Monica reached down and gently took my arm. “It’s going to be all right, Grace. You’ve got to let him go.”
When I stood, I realized all the girls were teary-eyed as well. Zoey was flat-out crying for me. I dried my eyes on my sleeve and sniffed back painful sobs. We walked outside, and Bodhi whimpered as I closed the door behind us.
I froze and shook my head. “No. Screw this.”
Throwing the door open again, I marched back inside. Bodhi jumped up and down like I’d been gone a year.
“Grace?” Monica asked cautiously.
“Someone come help me grab his bowls!” I called out.
“Yes!” Olivia cheered. “I’m coming!” She and Lucy ran in after me as I grabbed Bodhi’s leash and a few toys from the laundry room.
“Come on, boy.” I snapped the leash to his collar, and he trotted outside beside me.
Zoey’s wet, red eyes were now wide and frightful as I led my dog to the car. “Is this a good idea?”
I laughed as I opened the door to the back seat and Bodhi jumped in beside the record player. “Are you kidding? This is the best idea I’ve ever had.”
She looked down the street like the cops might already be on their way to haul us all downtown.
Olivia handed me the dog’s bowls, and Lucy was behind her with both arms wrapped around a giant bag of all-natural, no-additives dog food. My choice, not Clay’s.

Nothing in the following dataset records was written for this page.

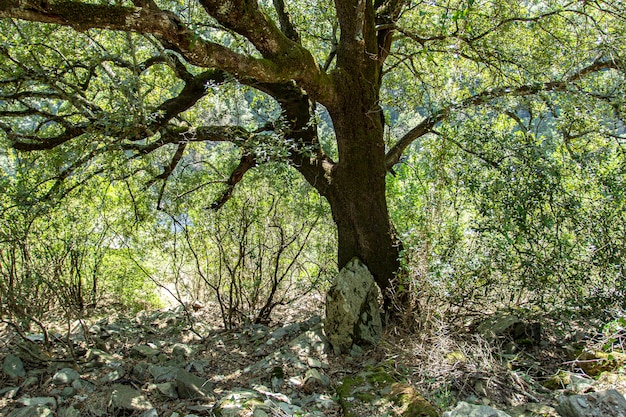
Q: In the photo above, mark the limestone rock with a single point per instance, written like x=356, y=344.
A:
x=31, y=411
x=532, y=410
x=65, y=376
x=464, y=409
x=512, y=328
x=13, y=367
x=182, y=350
x=191, y=386
x=236, y=402
x=315, y=379
x=127, y=398
x=597, y=404
x=144, y=351
x=50, y=402
x=352, y=308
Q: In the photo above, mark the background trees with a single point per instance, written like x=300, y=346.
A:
x=511, y=117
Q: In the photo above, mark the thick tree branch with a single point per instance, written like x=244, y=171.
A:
x=246, y=163
x=284, y=19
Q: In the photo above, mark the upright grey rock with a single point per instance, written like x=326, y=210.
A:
x=352, y=308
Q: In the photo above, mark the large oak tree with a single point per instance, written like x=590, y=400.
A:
x=90, y=78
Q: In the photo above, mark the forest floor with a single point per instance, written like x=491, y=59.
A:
x=181, y=362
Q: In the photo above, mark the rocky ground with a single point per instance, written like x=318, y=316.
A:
x=180, y=362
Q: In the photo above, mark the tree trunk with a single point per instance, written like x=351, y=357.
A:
x=358, y=199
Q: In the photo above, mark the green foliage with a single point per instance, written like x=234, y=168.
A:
x=269, y=245
x=516, y=208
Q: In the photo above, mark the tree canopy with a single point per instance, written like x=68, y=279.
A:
x=341, y=91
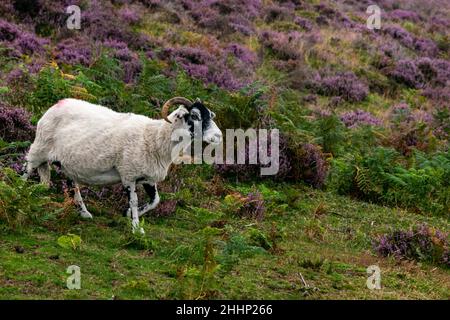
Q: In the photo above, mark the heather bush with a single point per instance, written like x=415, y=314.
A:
x=344, y=84
x=411, y=129
x=422, y=243
x=356, y=118
x=378, y=176
x=400, y=34
x=248, y=206
x=207, y=67
x=400, y=14
x=406, y=72
x=73, y=51
x=129, y=60
x=20, y=41
x=15, y=124
x=297, y=162
x=22, y=203
x=284, y=46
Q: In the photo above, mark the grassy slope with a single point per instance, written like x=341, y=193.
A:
x=324, y=237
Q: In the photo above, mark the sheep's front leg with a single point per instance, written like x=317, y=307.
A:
x=79, y=202
x=152, y=192
x=132, y=195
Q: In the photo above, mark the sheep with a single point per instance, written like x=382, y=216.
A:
x=94, y=145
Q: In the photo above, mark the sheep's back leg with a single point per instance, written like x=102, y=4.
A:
x=152, y=192
x=84, y=213
x=133, y=200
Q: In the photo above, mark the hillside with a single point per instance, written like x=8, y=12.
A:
x=364, y=121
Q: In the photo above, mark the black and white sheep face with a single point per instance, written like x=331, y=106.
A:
x=201, y=125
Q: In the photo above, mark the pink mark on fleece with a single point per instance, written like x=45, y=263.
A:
x=61, y=103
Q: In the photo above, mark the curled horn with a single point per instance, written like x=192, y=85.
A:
x=171, y=102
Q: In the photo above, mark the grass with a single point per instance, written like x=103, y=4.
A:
x=201, y=252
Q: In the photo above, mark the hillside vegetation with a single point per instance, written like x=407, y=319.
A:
x=364, y=177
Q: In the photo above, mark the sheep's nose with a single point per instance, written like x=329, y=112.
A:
x=216, y=138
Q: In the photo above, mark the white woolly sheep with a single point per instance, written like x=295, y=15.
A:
x=97, y=146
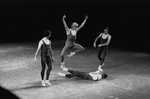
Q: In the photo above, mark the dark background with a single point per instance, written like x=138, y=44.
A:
x=128, y=21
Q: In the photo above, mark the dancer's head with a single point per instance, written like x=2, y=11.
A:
x=47, y=33
x=74, y=25
x=106, y=30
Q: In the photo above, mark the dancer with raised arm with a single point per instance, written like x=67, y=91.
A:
x=71, y=38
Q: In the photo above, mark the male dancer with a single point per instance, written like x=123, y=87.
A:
x=102, y=47
x=46, y=56
x=71, y=37
x=83, y=75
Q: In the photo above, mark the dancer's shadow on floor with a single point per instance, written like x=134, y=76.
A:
x=57, y=81
x=33, y=85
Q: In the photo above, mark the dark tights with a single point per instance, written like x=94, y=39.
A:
x=46, y=60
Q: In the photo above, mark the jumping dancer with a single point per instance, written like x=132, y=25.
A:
x=71, y=37
x=46, y=56
x=83, y=75
x=102, y=46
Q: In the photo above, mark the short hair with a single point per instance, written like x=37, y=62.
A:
x=46, y=33
x=74, y=24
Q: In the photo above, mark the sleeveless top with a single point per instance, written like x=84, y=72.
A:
x=45, y=49
x=70, y=37
x=102, y=41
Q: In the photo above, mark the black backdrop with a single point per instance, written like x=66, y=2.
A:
x=128, y=20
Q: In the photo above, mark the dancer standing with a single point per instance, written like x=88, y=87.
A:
x=102, y=47
x=46, y=56
x=71, y=37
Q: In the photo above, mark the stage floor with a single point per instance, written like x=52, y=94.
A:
x=128, y=74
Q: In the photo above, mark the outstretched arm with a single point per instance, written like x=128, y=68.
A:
x=64, y=22
x=82, y=23
x=96, y=40
x=39, y=46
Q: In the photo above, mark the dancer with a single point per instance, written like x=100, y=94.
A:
x=102, y=46
x=46, y=56
x=83, y=75
x=71, y=37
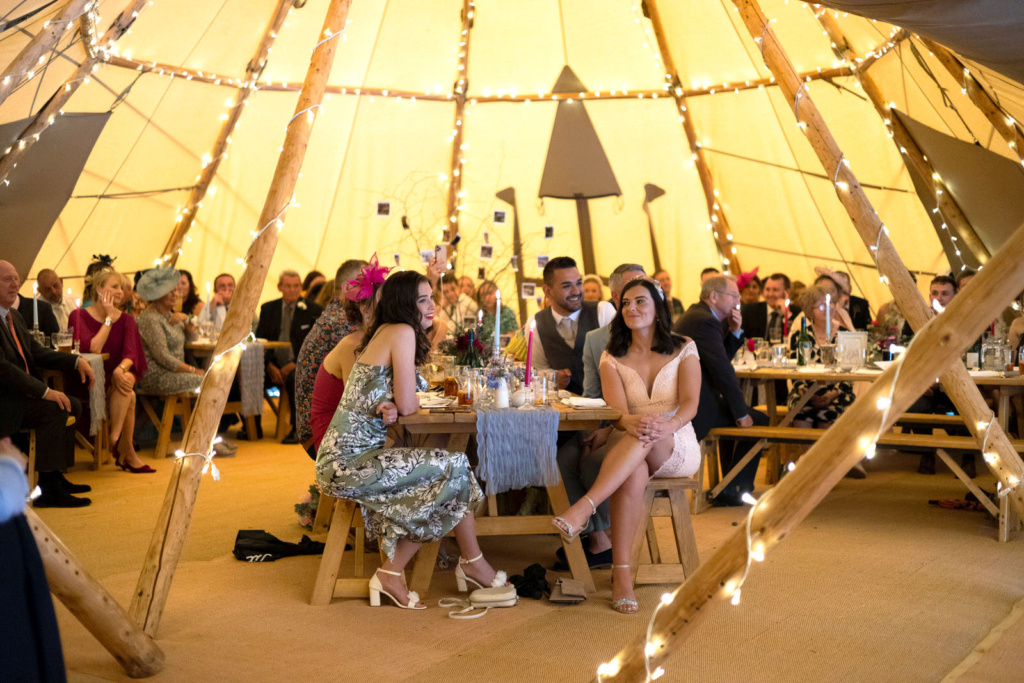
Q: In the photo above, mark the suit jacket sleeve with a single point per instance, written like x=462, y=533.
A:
x=591, y=367
x=715, y=357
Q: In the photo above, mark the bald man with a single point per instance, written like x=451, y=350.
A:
x=51, y=290
x=27, y=402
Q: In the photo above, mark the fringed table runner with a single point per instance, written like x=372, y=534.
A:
x=251, y=379
x=516, y=447
x=97, y=394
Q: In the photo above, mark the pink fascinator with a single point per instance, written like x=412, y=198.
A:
x=744, y=278
x=372, y=274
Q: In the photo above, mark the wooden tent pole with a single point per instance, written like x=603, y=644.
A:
x=841, y=446
x=1010, y=129
x=719, y=223
x=212, y=163
x=916, y=161
x=93, y=606
x=955, y=379
x=172, y=525
x=52, y=109
x=459, y=122
x=32, y=55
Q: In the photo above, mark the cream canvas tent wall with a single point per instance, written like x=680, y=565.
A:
x=387, y=129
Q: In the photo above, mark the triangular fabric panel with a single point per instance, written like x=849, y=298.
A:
x=43, y=181
x=988, y=187
x=577, y=165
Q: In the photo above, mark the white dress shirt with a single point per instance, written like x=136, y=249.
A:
x=605, y=313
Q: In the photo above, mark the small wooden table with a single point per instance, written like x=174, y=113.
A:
x=459, y=426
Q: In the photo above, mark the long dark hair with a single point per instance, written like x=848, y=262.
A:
x=665, y=340
x=188, y=305
x=397, y=306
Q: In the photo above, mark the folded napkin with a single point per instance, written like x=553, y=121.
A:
x=580, y=401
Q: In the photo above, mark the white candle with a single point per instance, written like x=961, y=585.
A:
x=828, y=316
x=498, y=321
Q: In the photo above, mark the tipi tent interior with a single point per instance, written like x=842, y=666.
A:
x=623, y=140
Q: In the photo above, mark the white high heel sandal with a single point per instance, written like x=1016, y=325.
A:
x=500, y=580
x=376, y=590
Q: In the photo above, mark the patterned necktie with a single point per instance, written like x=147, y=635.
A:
x=17, y=342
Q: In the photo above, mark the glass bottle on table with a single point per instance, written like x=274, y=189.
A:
x=804, y=345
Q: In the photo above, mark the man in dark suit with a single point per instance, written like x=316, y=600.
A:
x=288, y=318
x=766, y=318
x=26, y=401
x=714, y=325
x=47, y=321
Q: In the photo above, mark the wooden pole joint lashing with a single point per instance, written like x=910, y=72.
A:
x=53, y=107
x=172, y=525
x=915, y=159
x=1005, y=124
x=211, y=163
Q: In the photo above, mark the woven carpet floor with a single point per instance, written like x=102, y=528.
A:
x=875, y=586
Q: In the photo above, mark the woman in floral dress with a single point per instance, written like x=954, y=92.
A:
x=409, y=496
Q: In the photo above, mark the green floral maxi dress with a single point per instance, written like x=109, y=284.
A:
x=407, y=493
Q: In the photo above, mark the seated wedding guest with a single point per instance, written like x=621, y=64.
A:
x=750, y=287
x=312, y=279
x=857, y=307
x=593, y=289
x=652, y=378
x=562, y=327
x=766, y=319
x=467, y=288
x=361, y=294
x=709, y=272
x=288, y=318
x=722, y=402
x=103, y=328
x=188, y=301
x=26, y=401
x=409, y=496
x=51, y=289
x=334, y=325
x=47, y=321
x=458, y=310
x=829, y=401
x=31, y=649
x=487, y=302
x=665, y=280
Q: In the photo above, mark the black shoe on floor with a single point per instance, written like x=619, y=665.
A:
x=967, y=464
x=601, y=560
x=60, y=500
x=74, y=487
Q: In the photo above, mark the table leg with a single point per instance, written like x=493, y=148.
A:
x=573, y=551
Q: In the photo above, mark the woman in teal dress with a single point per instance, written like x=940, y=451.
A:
x=487, y=303
x=409, y=496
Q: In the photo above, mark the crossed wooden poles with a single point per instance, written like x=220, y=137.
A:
x=938, y=343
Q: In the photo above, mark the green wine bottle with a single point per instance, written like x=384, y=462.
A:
x=804, y=344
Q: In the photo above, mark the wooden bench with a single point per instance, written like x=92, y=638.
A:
x=173, y=404
x=666, y=498
x=940, y=443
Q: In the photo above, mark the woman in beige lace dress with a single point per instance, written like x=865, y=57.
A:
x=652, y=378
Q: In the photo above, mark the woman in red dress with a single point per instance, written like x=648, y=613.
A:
x=103, y=328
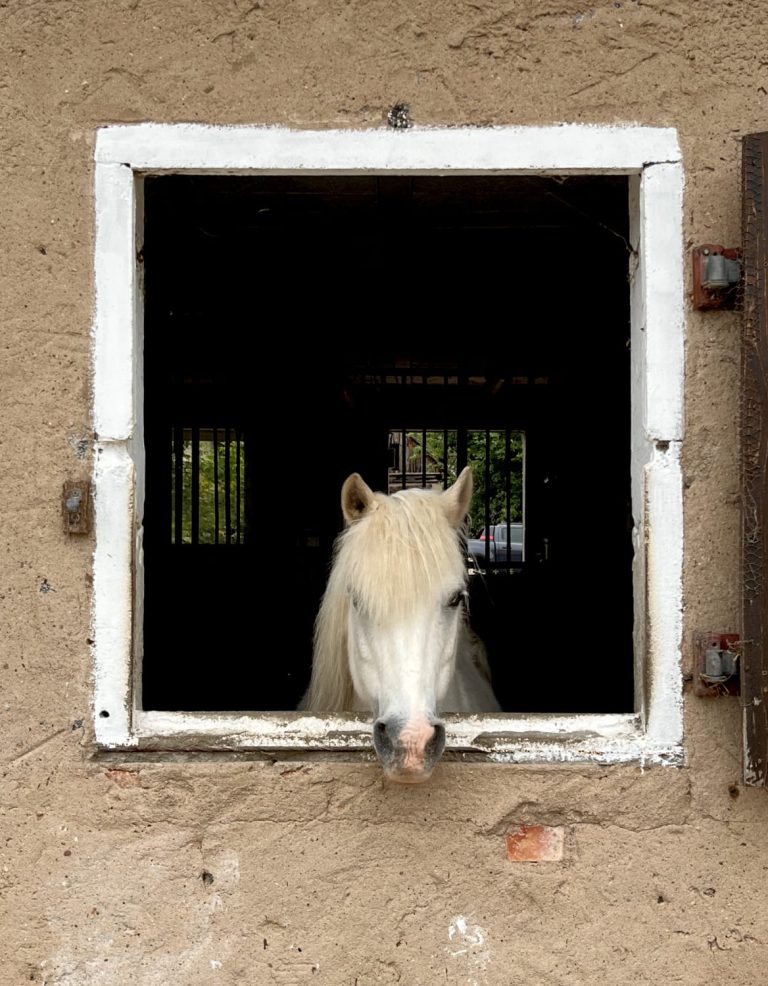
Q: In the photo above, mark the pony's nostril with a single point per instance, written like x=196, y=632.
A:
x=381, y=740
x=436, y=743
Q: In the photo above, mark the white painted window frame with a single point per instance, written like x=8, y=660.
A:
x=651, y=157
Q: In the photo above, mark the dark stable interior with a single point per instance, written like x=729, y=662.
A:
x=279, y=306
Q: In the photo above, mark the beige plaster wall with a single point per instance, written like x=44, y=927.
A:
x=222, y=871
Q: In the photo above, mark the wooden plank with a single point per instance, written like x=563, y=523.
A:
x=754, y=444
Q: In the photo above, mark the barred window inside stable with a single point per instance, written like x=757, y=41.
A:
x=301, y=327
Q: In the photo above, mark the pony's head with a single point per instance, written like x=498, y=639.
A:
x=388, y=629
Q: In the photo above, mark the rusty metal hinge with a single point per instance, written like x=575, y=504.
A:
x=716, y=664
x=76, y=506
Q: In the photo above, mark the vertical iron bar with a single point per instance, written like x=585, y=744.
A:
x=195, y=484
x=227, y=481
x=215, y=486
x=178, y=484
x=488, y=500
x=507, y=492
x=237, y=482
x=445, y=458
x=405, y=458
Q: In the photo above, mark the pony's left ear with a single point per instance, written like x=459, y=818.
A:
x=456, y=500
x=357, y=498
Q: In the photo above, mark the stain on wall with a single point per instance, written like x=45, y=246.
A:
x=325, y=874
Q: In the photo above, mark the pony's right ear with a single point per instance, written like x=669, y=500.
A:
x=357, y=498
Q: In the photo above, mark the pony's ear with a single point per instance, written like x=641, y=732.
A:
x=456, y=499
x=357, y=498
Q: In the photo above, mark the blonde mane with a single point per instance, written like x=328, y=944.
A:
x=402, y=553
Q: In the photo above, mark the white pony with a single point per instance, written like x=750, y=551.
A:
x=392, y=636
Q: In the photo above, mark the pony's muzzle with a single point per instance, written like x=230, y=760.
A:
x=408, y=751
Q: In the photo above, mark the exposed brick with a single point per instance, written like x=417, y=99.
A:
x=535, y=844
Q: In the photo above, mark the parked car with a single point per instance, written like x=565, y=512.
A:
x=492, y=545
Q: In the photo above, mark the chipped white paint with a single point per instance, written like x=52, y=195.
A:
x=467, y=943
x=567, y=148
x=651, y=156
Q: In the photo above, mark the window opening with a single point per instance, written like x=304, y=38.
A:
x=252, y=424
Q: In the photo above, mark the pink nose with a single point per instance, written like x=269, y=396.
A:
x=408, y=751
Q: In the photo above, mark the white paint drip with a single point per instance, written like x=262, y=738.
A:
x=467, y=944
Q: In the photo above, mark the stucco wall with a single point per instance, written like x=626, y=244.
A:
x=200, y=870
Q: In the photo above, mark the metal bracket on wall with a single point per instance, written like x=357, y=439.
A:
x=76, y=506
x=716, y=664
x=716, y=276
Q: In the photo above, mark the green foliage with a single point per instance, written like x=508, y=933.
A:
x=212, y=479
x=488, y=471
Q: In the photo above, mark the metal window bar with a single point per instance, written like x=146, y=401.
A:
x=202, y=475
x=178, y=484
x=237, y=485
x=215, y=486
x=227, y=488
x=195, y=487
x=487, y=500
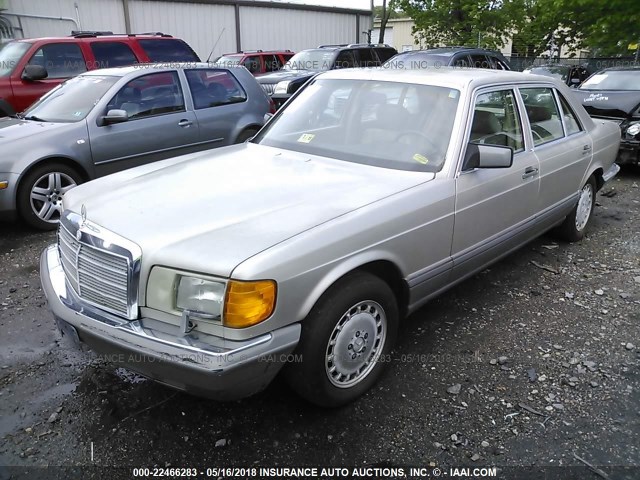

“Thank you,” I said, putting the bowls and food in the passenger’s seat up front.
“Are you sure about this?” Monica asked hesitantly as I straightened out of the car.
I took a deep breath and held it for a second. “You know, I’ve slept alone for the past six months. Completely not by my choice. That stops now. Even if only for tonight.”
“Clay’s going to be pissed.”
I smiled up at the star-speckled sky. “I hope he is.”